I was at the park for 30 minutes max, but it turned out highly successful.

Visiting Rattlesnake Ridge

Winter Wren

I recently visited Rattlesnake Ridge Natural Area for the first time. Located just west of Pinnacle Mountain State Park, Rattlesnake Ridge consists of 373 acres in the Ouachita Mountains and the ridge is the watershed divide between the Big Maumelle and Little Maumelle rivers.

It is also home to three species of state conservation concern: the southeastern bat, the western diamondback rattlesnake and the Wright’s cliffbrake, a western desert fern. While I didn’t spot any of the above species, I did photograph my second Winter Wren. The only downside to my hike: I didn’t have enough time to hike to the top of the ridge.

Eastern Phoebe
Yellow-bellied Sapsucker
Red-breasted Nuthatch

Searching For Red Crossbills

Bird3-Red Crossbill

Arkansas’ latest rare birds are 15 Red Crossbills that are making the Fayetteville Country Club their home. A fellow birder and I decided to head that way today to find them.

We luckily ran into two experienced birders at the country club who let us tag along with them. One was great at calling birds and we ended up finding a native Red- Breasted Nuthatch and a Brown Creeper.

Red-Breasted Nuthatch
Red-Breasted Nuthatch

Brown Creeper
Brown Creeper

We mainly stayed near pine trees since Red Crossbills (found in northern and western United States) love to cling to pine cones and extract the cones’ seeds. We were only there for a short while before, luckily, other birders at the course found them for us. In the past, other birders said they searched for two-to-three hours before finally discovering them.

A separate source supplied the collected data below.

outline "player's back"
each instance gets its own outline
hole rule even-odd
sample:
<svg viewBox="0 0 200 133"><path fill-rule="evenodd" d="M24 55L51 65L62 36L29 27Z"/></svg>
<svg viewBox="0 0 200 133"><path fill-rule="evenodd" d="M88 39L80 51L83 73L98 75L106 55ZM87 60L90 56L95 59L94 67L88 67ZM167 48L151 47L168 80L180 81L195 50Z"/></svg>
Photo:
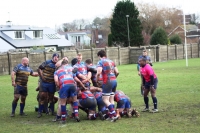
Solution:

Anyway, we joined a small group to look at the three Red Crossbills that were noisily eating away. It was so fascinating that none of us figured out that there were 12 more Red Crossbills in the tree next to us.


We finally figured it out when all 15 — seven males and eight females — flew to a nearby tree. It was actually a better location since the tree had no leaves. They flew to a third tree that was even better to photograph them in before finally diving down to the pond for a drink of water.


It was definitely a sight worth seeing except for when they finally flew off after taking a drink. I thought two Red Crossbills were going to take me out as they flew past. Luckily, they just missed my face.

We didn’t stay in Fayetteville afterwards. We drove straight back home with a detour to Lake Dardenelle. A couple, who has birded for more than 20 years, invited us to their cabin to see all the birds that flock to the lake.

And, boy, did we get lucky. The couple pulled out their scope and we were able to view (and unfortunately not get pictures of) a Western Grebe, a Pacific Loon and a Lesser Black-Backed Gull, all rare.

We were also able to view the more common species like a Horned Grebe, a Common Loon, a Pied-Billed Grebe, a Common Golden-Eye, Snow Geese, Ring-Billed Gulls and American Pelicans.

The only picture I was able to take was of the Ring-Billed Gulls.